聲音嘶啞得不成樣子。他記得半小時前接到的匿名電話,說冷家主母在這間套房裏藏了足以扳倒魏家的賬本;記得推開門時撲面而來的甜膩香氣;記得這男生遞來的那杯“特調雞尾酒”——杯壁上掛著的鹽霜,在燈光下閃著與冷家死士指甲縫裏相同的寒光。

“哥哥不喜歡我嗎?”男生委屈地撅起嘴,手指卻突然用力拽住宇文傑的領帶,迫使他低頭與自己對視,“冷總說了,只要伺候好你,我就能拿到魏家在東南亞的航運線呢。”

冷總。

這兩個字像冰錐刺進宇文傑混沌的意識。他猛地推開男生,踉蹌著沖進洗手間,冰涼的自來水砸在臉上,卻澆不滅體內燎原的火。鏡子裏的人雙目赤紅,眼底翻湧著藥物催生的欲望與刻骨的清明——他不能倒下,蘇洛還在等他回去吃桂花糕,還在等著他親手拆掉那些困人的網與墻。

可身體裏的燥熱卻在瘋狂啃噬理智。皮膚下的灼意順著血管蔓延,每一寸肌肉都在叫囂著放縱,連指尖都開始不受控制地顫抖。他看著洗手臺邊緣那支註射器,裏面淡藍色的液體泛著詭異的光——那是剛才混亂中從男生口袋裏掉出來的強效鎮靜劑,混入了致幻成分,足以讓任何意志崩塌。

“不能……”宇文傑咬著牙將額頭抵在冰冷的瓷磚上,血腥味在口腔裏彌漫開來,“蘇洛還在等我……”

樓下突然傳來玻璃破碎的脆響,夾雜著蘇家暗衛特有的暗號聲。宇文傑瞳孔驟縮——是蘇洛派來的人!他猛地直起身,抓起洗手臺上的玻璃杯狠狠砸向鏡面,鋒利的碎片劃破掌心,劇痛讓他找回片刻清明。

“既然你來到我這,就別想囫圇著出去。”套房裏傳來男生陰冷的笑,“冷總說了,要讓蘇洛親眼看看,他心心念念的人,是怎麽變成任人擺布的傀儡。”

宇文傑轉身時,掌心的血正順著指縫滴落在昂貴的地毯上,像綻開的紅梅。他想起蘇洛說過的話——“對付豺狼,光靠證據是不夠的”。此刻他才明白,有些時候,破局的唯一方式,是讓自己先變成更狠的狼。

他彎腰撿起片最鋒利的玻璃碎片,藏進袖口,然後推開洗手間的門,臉上竟露出抹與平時截然不同的、帶著邪氣的笑:“過來。”

男生楞了下,隨即喜滋滋地撲上來,卻沒看見宇文傑眼底一閃而過的決絕。當玻璃碎片抵在他頸動脈上時,男生驚恐的尖叫被硬生生掐在喉嚨裏,只能看見宇文傑赤紅的雙眼裏,映著某個遙遠的身影——那是蘇洛站在塞班島陽光下的樣子,笑得幹凈又溫暖。

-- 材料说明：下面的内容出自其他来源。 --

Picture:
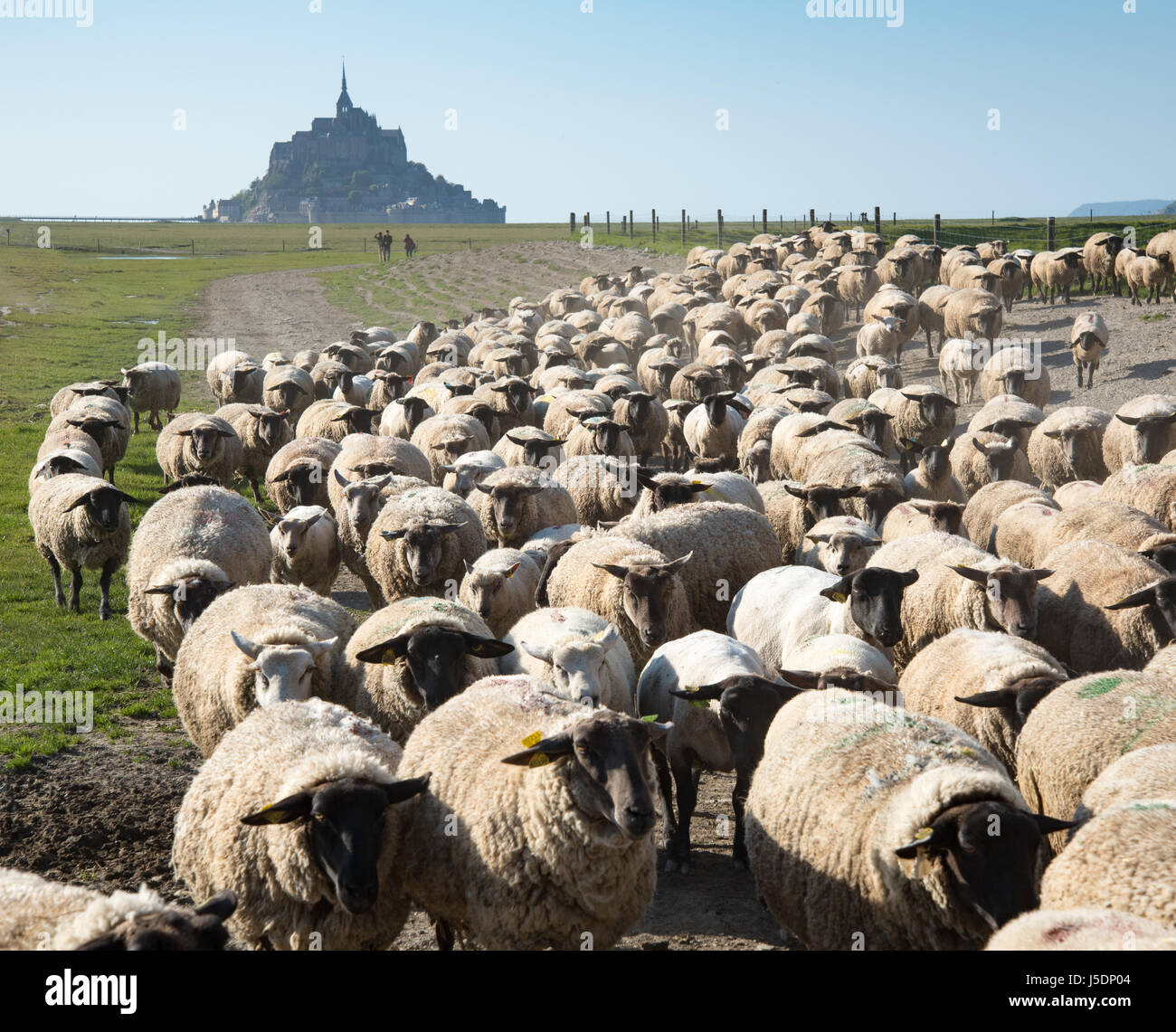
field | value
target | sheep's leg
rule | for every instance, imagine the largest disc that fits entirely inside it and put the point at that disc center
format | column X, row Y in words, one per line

“說,冷家主母在哪。”宇文傑的聲音冷得像淬了冰,掌心的血滴在男生慘白的臉上,“不說,我現在就送你去見閻王。”

樓下的打鬥聲越來越近,蘇家暗衛的暗號穿透門板,敲擊著宇文傑緊繃的神經。他知道時間不多了,魏家郵輪的硝煙,梧桐公館的棋局,還有蘇洛等著他回去的桂花糕,都在催促著他從這死局裏撕開條生路。

而洗手間的鏡子碎片上,那道被血染紅的裂痕裏,仿佛映著二十年前海棠樹下的畫面——少年宇文傑踮腳給蘇洛戴花環,青年蘇旗笑著對劉振邦說:“這兩個孩子,將來定能撐起這片天。”

是啊,他們會的。

宇文傑握緊了手中的玻璃碎片,眼底的赤紅漸漸被某種燃燒的決心取代。哪怕此刻要踏著刀尖前行,哪怕要與魔鬼共舞,他也要活著回去,回到蘇洛身邊。

因為那是他兩輩子的執念,是刻在骨血裏的誓言。